I was just diagnosed with breast cancer on July 6, 2011. Since then, my world has been turned upside down with various tests, and waiting followed by more waiting!
As most of you know, my dad recently died very unexpectedly after what was supposed to a "routine" heart valve repair. Instead of routine, my mom and I spent nearly every day for 3 1/2 weeks in May/June going to St. Vincent's asking the doctors for answers as to why my dad's red blood cells were destroying themselves. He went through every test (and specialist) imaginable, and in the end his body just couldn't fight anymore. Right before he was scheduled to have surgery, I started noticing a pain in the side of my left breast. It was as if someone had elbowed me hard! I didn't have a lot of time to give it much thought and figured it would pass and that likely I had either run into something or someone had really elbowed me and I had just forgotten. After about 2 -3 weeks the pain was still there. Soon that pain turned into a lump I could feel. It was the Sunday before my dad died, and I remember just standing there with a sinking feeling thinking "Really? Right now, God?" Our family was on emotional and physical overload and my dad's condition was not improving. Now was NOT the time to have me discover this. I can't explain why to this day, but when I found the lump I had a gut feeling it was not just "any" lump.
Later that week, my dad passed away and the only person that knew of this lump was my husband, Tom. He kept saying, "Michelle, you have to go get it checked." I knew I needed to, but part of me really felt if I ignored it long enough, it would go away. I couldn't deal with this right now, my mom didn't need one more thing to think about, and I just kept trying to push it out of my mind. The week after the memorial service, I decided it was time to call the doctor. I went in and they recommended I get a mammogram and an ultrasound just to rule everything out. When they called to make the appointment however, the appointments for the breast center were a week out. Knowing what my family had already been through, the doctor made a couple calls, and got me set up to see a surgeon in the hopes that they could check it out with a biopsy and get a clean bill of health. He also recommended I talk to my mom about everything and tell her what was going on. He has known us a long time and knows my mom and I are very close, and her not knowing what I was going through would only make it worse. He really encouraged me to talk to her, so that night I did. She was shocked, but she also dealt with it as my mom deals with everything...with strength, determination and positive thinking.

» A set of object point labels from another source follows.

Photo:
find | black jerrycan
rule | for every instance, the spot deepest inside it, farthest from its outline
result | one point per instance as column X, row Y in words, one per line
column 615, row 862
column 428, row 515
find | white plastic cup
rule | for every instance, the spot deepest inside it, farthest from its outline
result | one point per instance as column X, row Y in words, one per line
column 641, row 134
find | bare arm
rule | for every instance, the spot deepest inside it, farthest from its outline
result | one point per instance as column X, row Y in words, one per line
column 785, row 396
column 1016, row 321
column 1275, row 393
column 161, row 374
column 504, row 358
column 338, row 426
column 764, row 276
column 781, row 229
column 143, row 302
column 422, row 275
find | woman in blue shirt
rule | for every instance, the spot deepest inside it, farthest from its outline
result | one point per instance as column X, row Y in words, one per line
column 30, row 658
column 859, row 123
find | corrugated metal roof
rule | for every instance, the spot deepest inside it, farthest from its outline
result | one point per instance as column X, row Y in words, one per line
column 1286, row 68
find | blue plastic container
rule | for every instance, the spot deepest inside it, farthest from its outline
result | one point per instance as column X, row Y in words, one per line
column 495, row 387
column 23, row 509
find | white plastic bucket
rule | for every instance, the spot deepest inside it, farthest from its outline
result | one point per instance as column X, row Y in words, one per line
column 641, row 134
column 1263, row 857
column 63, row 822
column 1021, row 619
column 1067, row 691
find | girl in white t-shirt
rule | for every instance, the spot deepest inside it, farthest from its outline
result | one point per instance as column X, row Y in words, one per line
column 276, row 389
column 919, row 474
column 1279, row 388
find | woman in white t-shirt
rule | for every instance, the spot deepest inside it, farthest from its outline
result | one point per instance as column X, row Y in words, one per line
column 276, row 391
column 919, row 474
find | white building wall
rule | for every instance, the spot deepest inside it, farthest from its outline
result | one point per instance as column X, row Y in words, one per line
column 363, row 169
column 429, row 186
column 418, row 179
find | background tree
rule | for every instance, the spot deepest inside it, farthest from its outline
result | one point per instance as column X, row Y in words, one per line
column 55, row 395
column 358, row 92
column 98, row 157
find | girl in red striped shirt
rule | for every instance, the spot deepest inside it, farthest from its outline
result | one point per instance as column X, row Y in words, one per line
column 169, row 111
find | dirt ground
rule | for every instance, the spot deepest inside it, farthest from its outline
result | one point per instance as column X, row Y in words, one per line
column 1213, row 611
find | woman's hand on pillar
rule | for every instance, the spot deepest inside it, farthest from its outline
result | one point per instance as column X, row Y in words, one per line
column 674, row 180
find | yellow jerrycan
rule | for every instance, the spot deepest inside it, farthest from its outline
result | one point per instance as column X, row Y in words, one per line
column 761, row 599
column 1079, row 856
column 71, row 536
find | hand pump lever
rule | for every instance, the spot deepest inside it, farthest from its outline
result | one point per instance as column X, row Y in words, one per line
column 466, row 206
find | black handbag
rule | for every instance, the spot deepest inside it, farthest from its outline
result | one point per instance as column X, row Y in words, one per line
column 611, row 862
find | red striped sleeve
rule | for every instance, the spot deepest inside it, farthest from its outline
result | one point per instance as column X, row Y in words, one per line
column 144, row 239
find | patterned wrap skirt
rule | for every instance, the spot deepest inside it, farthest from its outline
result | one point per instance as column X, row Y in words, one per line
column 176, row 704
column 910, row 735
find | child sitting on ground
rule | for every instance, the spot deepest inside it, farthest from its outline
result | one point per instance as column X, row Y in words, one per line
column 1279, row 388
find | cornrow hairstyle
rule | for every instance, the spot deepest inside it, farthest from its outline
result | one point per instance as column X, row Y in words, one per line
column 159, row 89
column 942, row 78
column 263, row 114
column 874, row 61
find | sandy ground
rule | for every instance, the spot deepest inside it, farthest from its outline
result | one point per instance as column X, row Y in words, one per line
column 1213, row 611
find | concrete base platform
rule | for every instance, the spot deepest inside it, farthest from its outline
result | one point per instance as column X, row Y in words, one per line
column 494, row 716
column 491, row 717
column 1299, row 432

A couple of days later, I went to Dr. Irani's office. She was so kind and reassuring. She did the biopsy, and warned me that sometimes when they do them without the guide of an ultrasound they can miss the actual spot, but she would try her best. I waited all weekend for the results and she called Monday afternoon with the news I was dying to hear, "Your lump was benign." She wanted to make sure I had my mammo/ultrasound still scheduled just so the radiologists could make sure everything was okay and get a baseline mammo since I just turned 40 in April. So, a couple more days and my mom and I went to the hospital to get this done once and for all.
Unfortunately, God had other plans. The radiologist didn't like the way my a couple of areas looked on the mammogram or the ultrasound. He ordered an ultrasound guided biopsy for the next day. He did a lot of talk about primary and secondary cancer cells and my mom and I both exchanged glances like we couldn't believe what we were hearing. I went in on the 30th of June for my ultrasound biopsy. I was so happy when my friend, Jerri, was going to be my ultrasound tech. She kept me conversing and kept my mind off what Dr. Rickards was doing and before I knew it we were done. But now.... MORE WAITING! 4th of July was on Monday, so test results would likely be delayed til Tuesday! I can tell you that felt like the longest 5 days of my life! Tuesday came and I got on the phone to check with the doctor first thing to see if any results had come in, only to get the response that pathology was really backed up from the holiday and vacations, so it would take an extra day. Seriously? 5 days wasn't enough for me to wait, I had to wait 24 more hours?
Wednesday, July 6th came and early that afternoon I received a call from my doctor. She was supposed to be on vacation that week, so I knew when she called me personally from vacation the news was not going to be positive. The words came over the phone "the test results came back and confirmed you have an invasive form of breast cancer. I'm so sorry hun." and all I could do was sit there. I had been ready to hear that news, as I had felt it deep in my gut, but still the news just numbed me. I tried to write notes and tried to make sense of all she was telling me, but nothing was making sense. My whole world just got turned upside down!